Nom de Dieu, il n'arrivait pas à le croire. Un fils de pute avait essayé d'incendier le fort !

Son chandail n'était plus qu'une loque noircie. Il allait se faire engueuler par sa femme. On verrait cela plus tard... Tout épuisé qu'il fût, Mike n'avait pas l'intention d'en rester là. Il fit le tour du fort, vérifia l'intérieur par les fenêtres et s'assura que les portes étaient bien fermées. Ensuite il inspecta soigneusement les toits qui longeaient la route principale de la plantation.
Il balaya l'enceinte du regard, allant des tours de guet au bout de la palissade pour revenir à la porte. Le village était aussi calme qu'une crypte. Même les vaches et les poulets étaient silencieux. Il n'entendait que sa propre respiration et le bourdonnement assourdi de la circulation sur l'autoroute 3A, à moins de deux cents mètres plus loin.
Le feu lui semblait comme une attaque personnelle. Mike avait pour la plantation un sentiment de propriétaire. Toute la journée, les touristes en avaient la jouissance, mais le soir, c'était son domaine. Le village n'avait aucun secret pour lui, il le connaissait mieux que les employés costumés. Il pouvait identifier chacune des deux douzaines de maisons qui se trouvaient à l'intérieur de l'enceinte. Il les imaginait toujours habitées par leur ancien propriétaire mort depuis si longtemps : le vieux Miles Standish, près du fort, pouvait ainsi disposer aisément ses troupes en cas d'attaque. John Alden et le gouverneur Bradford habitaient juste en bas de la colline. Mike se souvenait de chaque nom : Cooke, Allerton, Brewster, Browne et tous les autres. Et naturellement, le vieux John Billington, qui entassait les quatre membres de sa famille dans une cabane pas plus grande qu'une salle de bains.
Il se raidit. Le cercle jaune d'une lampe de poche zigzaguait à travers la rue principale.
Mike avait les épaules endolories et ses bras pendaient le long de son corps comme des poids morts. Une poussée d'adrénaline donna à ses muscles fatigués une nouvelle énergie.

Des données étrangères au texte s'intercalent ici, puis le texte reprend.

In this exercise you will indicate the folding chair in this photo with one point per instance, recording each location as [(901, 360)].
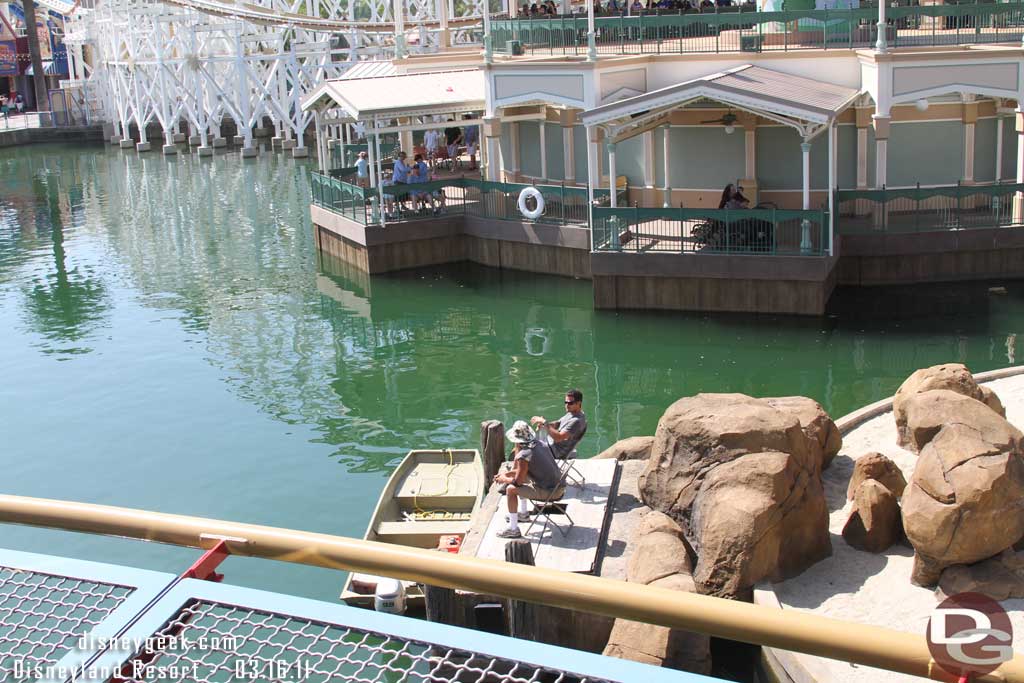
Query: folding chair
[(543, 508), (573, 475)]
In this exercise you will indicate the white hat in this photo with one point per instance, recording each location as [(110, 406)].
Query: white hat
[(520, 433)]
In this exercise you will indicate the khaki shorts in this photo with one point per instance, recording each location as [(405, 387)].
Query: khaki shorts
[(534, 493)]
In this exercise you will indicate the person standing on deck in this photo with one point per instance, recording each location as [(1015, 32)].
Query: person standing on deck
[(472, 136), (534, 475), (363, 170), (453, 137), (570, 427)]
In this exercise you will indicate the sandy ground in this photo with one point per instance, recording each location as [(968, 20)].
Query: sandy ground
[(876, 589)]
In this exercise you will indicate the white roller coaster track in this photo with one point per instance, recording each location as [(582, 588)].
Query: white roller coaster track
[(193, 62)]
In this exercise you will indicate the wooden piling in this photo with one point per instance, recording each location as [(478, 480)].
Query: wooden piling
[(523, 617), (492, 447)]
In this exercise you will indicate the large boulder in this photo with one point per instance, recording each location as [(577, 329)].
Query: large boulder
[(927, 413), (950, 377), (634, 447), (989, 398), (875, 521), (878, 467), (659, 557), (965, 502), (742, 480), (999, 578), (760, 516), (817, 425), (658, 551)]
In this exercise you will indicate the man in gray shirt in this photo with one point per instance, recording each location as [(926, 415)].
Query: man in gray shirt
[(535, 475), (564, 434)]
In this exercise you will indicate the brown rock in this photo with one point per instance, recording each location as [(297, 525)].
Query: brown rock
[(999, 578), (965, 502), (760, 516), (743, 481), (878, 467), (814, 421), (656, 521), (951, 376), (989, 398), (656, 555), (875, 522), (659, 646), (927, 413), (634, 447)]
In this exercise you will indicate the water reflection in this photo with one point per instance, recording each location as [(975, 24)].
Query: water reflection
[(419, 358)]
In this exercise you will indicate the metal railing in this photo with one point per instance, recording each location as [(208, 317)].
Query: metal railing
[(342, 198), (791, 630), (563, 205), (926, 209), (764, 231), (736, 31)]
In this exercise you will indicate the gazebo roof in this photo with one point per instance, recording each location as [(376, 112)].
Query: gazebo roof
[(805, 103), (401, 95)]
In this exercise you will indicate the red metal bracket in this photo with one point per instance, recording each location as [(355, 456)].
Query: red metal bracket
[(204, 567)]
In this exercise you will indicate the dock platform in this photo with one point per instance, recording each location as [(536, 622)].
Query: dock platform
[(580, 548)]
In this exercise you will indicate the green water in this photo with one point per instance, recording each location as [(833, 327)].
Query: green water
[(170, 340)]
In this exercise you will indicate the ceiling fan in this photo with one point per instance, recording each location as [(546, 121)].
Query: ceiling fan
[(728, 120)]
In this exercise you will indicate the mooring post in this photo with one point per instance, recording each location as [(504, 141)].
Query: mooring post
[(492, 447)]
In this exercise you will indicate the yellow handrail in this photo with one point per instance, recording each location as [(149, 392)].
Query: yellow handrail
[(791, 630)]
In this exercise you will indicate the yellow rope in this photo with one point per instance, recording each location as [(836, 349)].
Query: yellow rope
[(420, 512)]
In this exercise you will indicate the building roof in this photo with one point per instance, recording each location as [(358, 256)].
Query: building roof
[(791, 98), (370, 69), (408, 94)]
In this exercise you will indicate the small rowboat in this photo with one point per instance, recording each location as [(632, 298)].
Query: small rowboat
[(430, 500)]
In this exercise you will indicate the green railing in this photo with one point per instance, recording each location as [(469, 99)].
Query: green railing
[(340, 197), (563, 205), (926, 209), (767, 231), (755, 32)]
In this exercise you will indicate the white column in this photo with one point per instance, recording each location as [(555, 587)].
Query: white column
[(1019, 197), (399, 29), (514, 144), (591, 166), (666, 156), (568, 154), (805, 238), (832, 185), (880, 44), (381, 210), (998, 147), (591, 36), (861, 158), (372, 154), (611, 173), (544, 148), (648, 160)]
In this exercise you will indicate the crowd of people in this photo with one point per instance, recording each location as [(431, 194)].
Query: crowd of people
[(616, 7), (437, 146)]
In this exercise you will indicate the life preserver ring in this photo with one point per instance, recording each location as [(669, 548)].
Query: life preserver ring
[(538, 198)]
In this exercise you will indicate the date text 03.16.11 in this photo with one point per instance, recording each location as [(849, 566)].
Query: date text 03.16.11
[(272, 670)]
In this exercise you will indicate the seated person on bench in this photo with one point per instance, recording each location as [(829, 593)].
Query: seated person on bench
[(564, 434), (535, 475)]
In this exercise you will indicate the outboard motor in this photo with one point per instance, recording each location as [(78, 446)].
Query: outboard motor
[(390, 597)]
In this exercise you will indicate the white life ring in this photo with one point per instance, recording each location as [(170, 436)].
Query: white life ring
[(538, 197)]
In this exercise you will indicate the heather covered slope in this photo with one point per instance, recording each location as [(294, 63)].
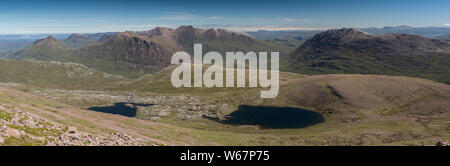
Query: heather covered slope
[(55, 75), (220, 40), (77, 41), (354, 51), (357, 110), (44, 49), (125, 54)]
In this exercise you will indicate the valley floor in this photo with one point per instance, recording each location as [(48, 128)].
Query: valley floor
[(411, 118)]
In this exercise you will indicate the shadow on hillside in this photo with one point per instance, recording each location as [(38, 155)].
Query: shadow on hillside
[(273, 117), (122, 108)]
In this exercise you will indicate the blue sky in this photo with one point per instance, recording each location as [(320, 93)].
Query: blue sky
[(81, 16)]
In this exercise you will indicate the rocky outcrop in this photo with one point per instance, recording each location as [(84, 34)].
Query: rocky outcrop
[(443, 143), (19, 127)]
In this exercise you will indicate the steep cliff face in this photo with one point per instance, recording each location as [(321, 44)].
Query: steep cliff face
[(354, 51), (131, 49)]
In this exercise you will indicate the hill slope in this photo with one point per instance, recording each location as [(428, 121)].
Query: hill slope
[(354, 51), (77, 41), (220, 40), (44, 49), (55, 75)]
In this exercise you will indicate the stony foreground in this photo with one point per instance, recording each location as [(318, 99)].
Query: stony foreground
[(22, 128)]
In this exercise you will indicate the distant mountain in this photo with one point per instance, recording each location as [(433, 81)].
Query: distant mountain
[(355, 51), (77, 41), (43, 49), (125, 53), (424, 31), (444, 37), (134, 54), (220, 40)]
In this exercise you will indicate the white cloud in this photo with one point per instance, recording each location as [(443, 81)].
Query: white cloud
[(269, 27), (289, 20), (178, 16)]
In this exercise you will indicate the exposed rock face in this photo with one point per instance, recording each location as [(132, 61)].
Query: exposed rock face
[(442, 143), (47, 39), (77, 41), (36, 130)]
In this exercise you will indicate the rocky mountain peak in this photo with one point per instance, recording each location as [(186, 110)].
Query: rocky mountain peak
[(49, 38)]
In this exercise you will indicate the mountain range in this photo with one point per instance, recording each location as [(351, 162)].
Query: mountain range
[(355, 51)]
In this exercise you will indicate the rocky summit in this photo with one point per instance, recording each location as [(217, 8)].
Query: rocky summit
[(30, 129)]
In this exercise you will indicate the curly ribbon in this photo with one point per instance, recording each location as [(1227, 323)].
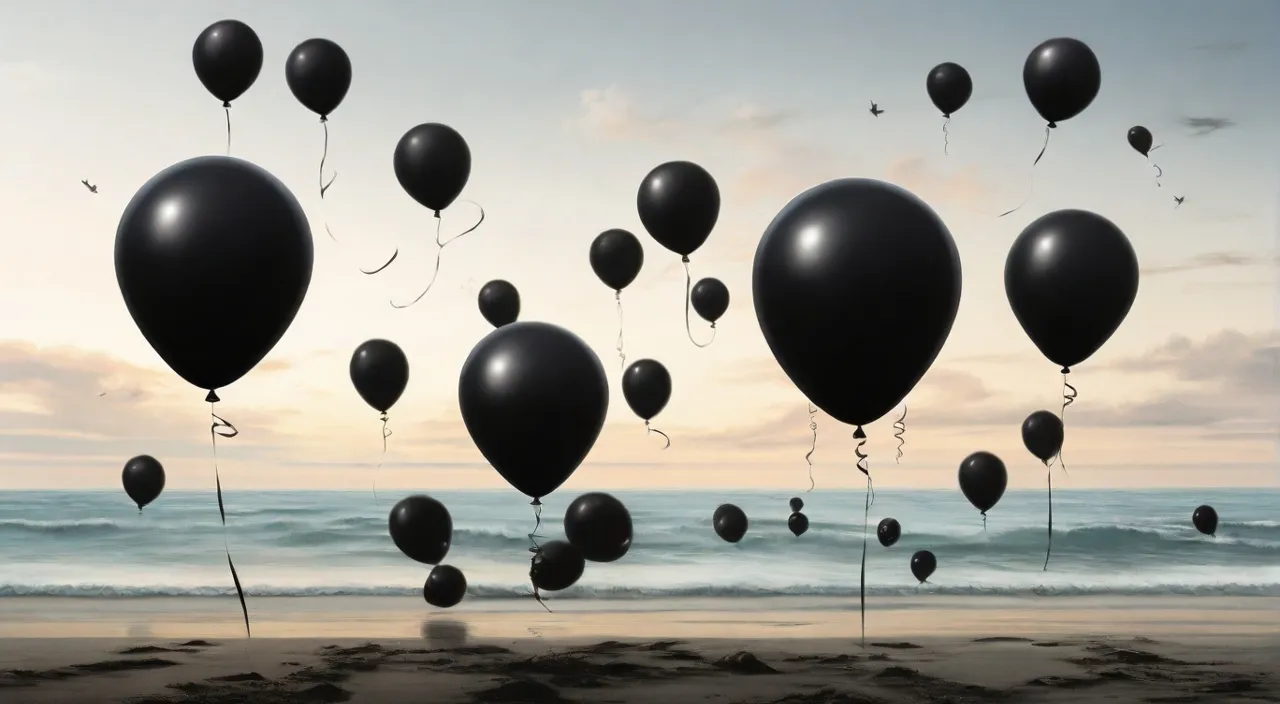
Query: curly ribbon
[(219, 428), (648, 430), (1031, 179), (689, 291)]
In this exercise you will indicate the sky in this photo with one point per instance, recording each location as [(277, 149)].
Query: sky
[(566, 105)]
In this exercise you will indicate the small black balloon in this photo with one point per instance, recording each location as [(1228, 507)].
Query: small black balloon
[(421, 528), (444, 586), (923, 563), (379, 370), (616, 257), (227, 58), (1205, 520), (433, 164), (499, 302), (888, 531), (144, 479), (709, 297), (730, 522), (1043, 434), (949, 86), (557, 565), (679, 205), (319, 74), (598, 525), (647, 387)]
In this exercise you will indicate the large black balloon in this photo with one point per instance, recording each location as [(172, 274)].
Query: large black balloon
[(888, 531), (950, 87), (1043, 434), (446, 586), (709, 297), (1070, 277), (616, 257), (1061, 77), (557, 565), (533, 397), (379, 370), (679, 205), (214, 259), (319, 74), (433, 164), (1205, 520), (983, 480), (598, 525), (845, 260), (227, 58), (421, 528), (144, 479), (499, 302), (923, 563), (730, 522)]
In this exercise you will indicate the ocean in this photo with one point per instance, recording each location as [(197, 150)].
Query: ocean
[(334, 543)]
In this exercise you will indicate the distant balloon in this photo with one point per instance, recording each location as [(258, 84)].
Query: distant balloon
[(144, 479), (923, 563), (730, 522), (679, 205), (557, 565), (319, 76), (1205, 520), (214, 259), (599, 526), (533, 397), (1061, 77), (888, 531), (433, 164), (499, 302), (421, 528), (1070, 277), (444, 586), (379, 370)]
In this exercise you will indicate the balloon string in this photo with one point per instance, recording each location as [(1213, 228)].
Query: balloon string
[(439, 250), (689, 289), (1031, 179), (648, 429), (220, 428)]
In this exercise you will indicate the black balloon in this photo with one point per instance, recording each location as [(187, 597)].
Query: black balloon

Sans bruit, il descendit la colline, humant le vent comme s'il suivait un daim.
La lueur disparut derrière la maison de Miles Standish. En s'approchant, Mike sentit une odeur d'essence. Au coin de la palissade, il vit une silhouette penchée sur la flamme d'un briquet. Mike retira le tomahawk de sa ceinture et le brandit très haut.
— OK, enfoiré, un geste et je t'éclate la tête.
Mike entendit sa propre voix sortir de sa gorge, en apprécia la puissance, et s'approcha sans frayeur.
La silhouette bondit sur ses pieds. Mike alluma sa lampe électrique, eut le temps de distinguer la surprise sur le visage de l'homme, une seconde avant que celui-ci ne se jette sur lui. Mike essaya de l'éviter, mais il n'avait plus les bons réflexes et la fatigue ralentissait ses gestes. L'épaule de l'homme le heurta de plein fouet et le fit trébucher. La violence du coup lui coupa la respiration et projeta sa lampe de poche en l'air.
Des doigts lui saisirent la gorge et se mirent à serrer. Mike se défendit avec son bras gauche. Il sentait dans sa main droite la chaleur du manche en bois du tomahawk pendant que le type était en train de lui arracher la pomme d'Adam ! Il leva l'arme et à l'aveuglette en dirigea le fer vers la tête de l'homme. Le coup manquait de force, son assaillant le dévia du coude et lui arracha l'arme tout en reprenant son équilibre. Mike se dégagea en roulant au sol et se releva avec difficulté.
— Salaud ! hurla-t-il, je vais te défoncer la gueule !
Egal à lui-même, audacieux et sans crainte, Mike Woods fonça tête baissée, comme un taureau enragé. Dans un bruit effrayant, il sentis le fer s'écraser sur sa tempe gauche. Ses jambes se dérobèrent sous lui et, emporté par son propre élan, il s'écroula en hoquetant, la tête dans la poussière.
Après quatre décennies, Mike Woods payait de son sang la dette qu'il avait contractée en Corée sur un champ de bataille enneigé.